What is interstitial cystitis?

Interstitial cystitis is characterized as a non-infectious inflammation of the bladder. Even though men and children can be affected, majority of cases affect women. The exact cause is still unknown. Doctors believe that impairment of the cells that line the bladder might enable substances in the urine to trigger the inflammation of the bladder. The cells that are part of allergic reactions might be involved in bladder changes but the precise role is uncertain.

Indications of interstitial cystitis

Initially, an individual with interstitial cystitis might have no symptoms. The symptoms typically manifest in a gradual manner and worsen over years as the bladder wall is damaged.

  • Pain or pressure over the bladder or in the pelvis
  • Need to urinate frequently and urgently, often several times in an hour

The symptoms worsen as the bladder fills and diminish when urinating. In severe cases, the individual might sit on the toilet for hours, letting the urine dribble out continuously.

Interstitial cystitis

Pain or pressure over the bladder or in the pelvis

The symptoms become worse during menstruation or ovulation, physical or emotional stress, seasonal allergies or sexual intercourse. Eating foods that are high in potassium, tobacco, spicy foods and alcohol might aggravate the symptoms.

Management

In most cases of individuals with interstitial cystitis, it can be managed but full elimination of the symptoms is considered rare.

  • Changes in the diet is the initial step in the treatment. It is vital to avoid spicy foods and those that are rich in potassium since these can further irritate the bladder. Remember that both alcohol and tobacco must be avoided as well.
  • Stress reduction
  • Pelvic muscle exercises
  • Bladder training is a technique that involves following a fixed schedule for urinating while awake. The doctor provides a schedule of urinating every 2-3 hours and holding the urge to urinate at other times.

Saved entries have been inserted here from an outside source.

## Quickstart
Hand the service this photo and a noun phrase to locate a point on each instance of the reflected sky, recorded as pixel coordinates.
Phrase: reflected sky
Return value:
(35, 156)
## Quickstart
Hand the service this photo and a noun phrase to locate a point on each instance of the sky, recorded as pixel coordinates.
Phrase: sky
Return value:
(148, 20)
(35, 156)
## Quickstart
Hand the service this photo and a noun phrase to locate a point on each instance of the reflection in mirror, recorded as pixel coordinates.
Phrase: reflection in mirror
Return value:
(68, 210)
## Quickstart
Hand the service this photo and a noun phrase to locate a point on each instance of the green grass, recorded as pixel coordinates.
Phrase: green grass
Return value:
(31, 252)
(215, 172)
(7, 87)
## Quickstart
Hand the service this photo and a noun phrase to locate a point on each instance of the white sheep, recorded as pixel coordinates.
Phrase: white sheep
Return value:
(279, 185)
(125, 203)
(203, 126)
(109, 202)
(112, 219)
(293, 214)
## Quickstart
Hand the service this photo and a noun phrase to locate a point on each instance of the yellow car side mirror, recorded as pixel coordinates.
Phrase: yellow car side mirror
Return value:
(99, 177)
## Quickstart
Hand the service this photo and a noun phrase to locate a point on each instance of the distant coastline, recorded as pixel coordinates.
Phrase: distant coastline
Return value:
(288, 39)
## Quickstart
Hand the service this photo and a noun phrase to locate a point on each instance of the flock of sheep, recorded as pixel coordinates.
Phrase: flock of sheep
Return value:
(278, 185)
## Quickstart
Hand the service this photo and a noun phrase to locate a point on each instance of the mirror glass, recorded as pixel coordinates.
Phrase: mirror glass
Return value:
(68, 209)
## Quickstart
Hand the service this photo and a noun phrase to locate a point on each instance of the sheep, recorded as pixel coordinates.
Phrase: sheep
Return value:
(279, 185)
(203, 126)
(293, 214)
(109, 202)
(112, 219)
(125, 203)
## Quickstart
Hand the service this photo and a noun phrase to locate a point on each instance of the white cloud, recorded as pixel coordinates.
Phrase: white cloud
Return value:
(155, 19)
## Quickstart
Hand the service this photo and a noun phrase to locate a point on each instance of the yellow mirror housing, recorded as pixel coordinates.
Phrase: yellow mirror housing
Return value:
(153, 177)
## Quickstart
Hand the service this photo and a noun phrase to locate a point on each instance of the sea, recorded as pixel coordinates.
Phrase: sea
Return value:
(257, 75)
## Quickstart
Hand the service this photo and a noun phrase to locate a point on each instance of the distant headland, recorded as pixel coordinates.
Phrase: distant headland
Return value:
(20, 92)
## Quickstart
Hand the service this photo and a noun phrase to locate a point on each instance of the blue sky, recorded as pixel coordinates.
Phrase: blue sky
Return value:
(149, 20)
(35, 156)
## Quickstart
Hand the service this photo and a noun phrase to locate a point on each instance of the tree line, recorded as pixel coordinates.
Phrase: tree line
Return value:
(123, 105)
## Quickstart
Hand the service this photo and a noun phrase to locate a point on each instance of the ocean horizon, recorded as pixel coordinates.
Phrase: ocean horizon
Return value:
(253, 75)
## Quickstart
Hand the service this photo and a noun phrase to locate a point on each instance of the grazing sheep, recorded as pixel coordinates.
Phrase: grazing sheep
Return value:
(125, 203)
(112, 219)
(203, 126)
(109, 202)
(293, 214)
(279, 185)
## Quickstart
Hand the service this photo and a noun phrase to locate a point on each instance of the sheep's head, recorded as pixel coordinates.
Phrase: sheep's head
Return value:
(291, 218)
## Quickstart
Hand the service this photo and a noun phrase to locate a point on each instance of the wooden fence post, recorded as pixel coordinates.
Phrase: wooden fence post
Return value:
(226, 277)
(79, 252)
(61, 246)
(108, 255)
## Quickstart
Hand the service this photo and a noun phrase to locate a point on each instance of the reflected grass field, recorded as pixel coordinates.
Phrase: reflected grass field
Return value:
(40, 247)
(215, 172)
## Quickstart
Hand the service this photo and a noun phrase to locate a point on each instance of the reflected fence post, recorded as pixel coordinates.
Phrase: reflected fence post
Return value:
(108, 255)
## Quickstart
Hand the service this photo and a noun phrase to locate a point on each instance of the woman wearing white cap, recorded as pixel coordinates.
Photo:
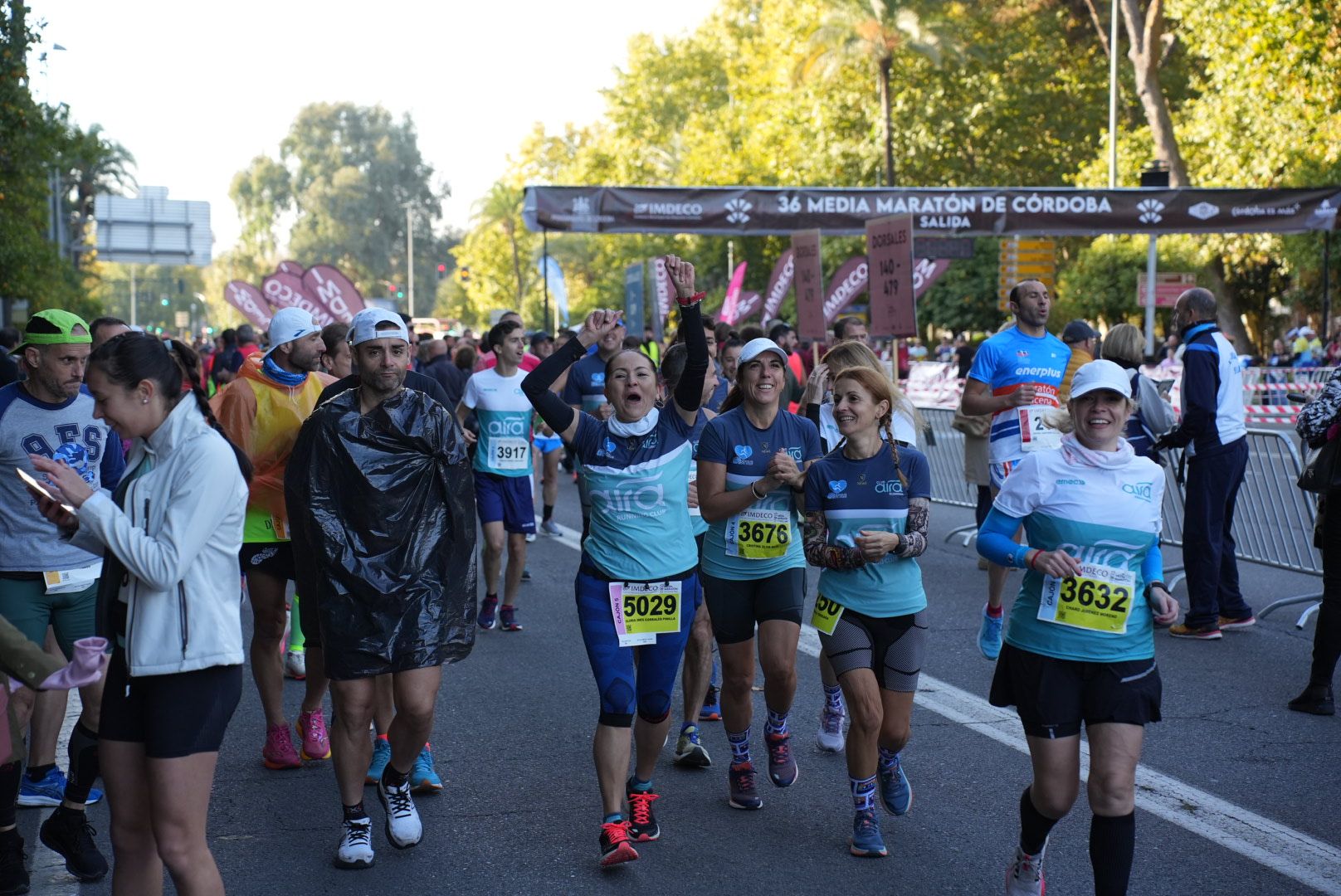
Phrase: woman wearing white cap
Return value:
(1080, 644)
(751, 475)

Once the individual is capable of suppressing the urge to urinate, the interval is steadily lengthened.
  • Medications are often required such as pain medications specifically analgesics to reduce the pain. Antidepressants can also help lessen the pain as well as relax the bladder. Antihistamines are also given to minimize urinary urgency. Pentosan is given orally to restore the bladder lining.
  • Stimulation of the nerves branching off the spinal cord which control the bladder. This is carried out to alleviate the pain and urinary urgency.

Some doctors often combine these treatments to provide more relief. Nevertheless, if the combined treatments are not effective, surgery might be a possible option.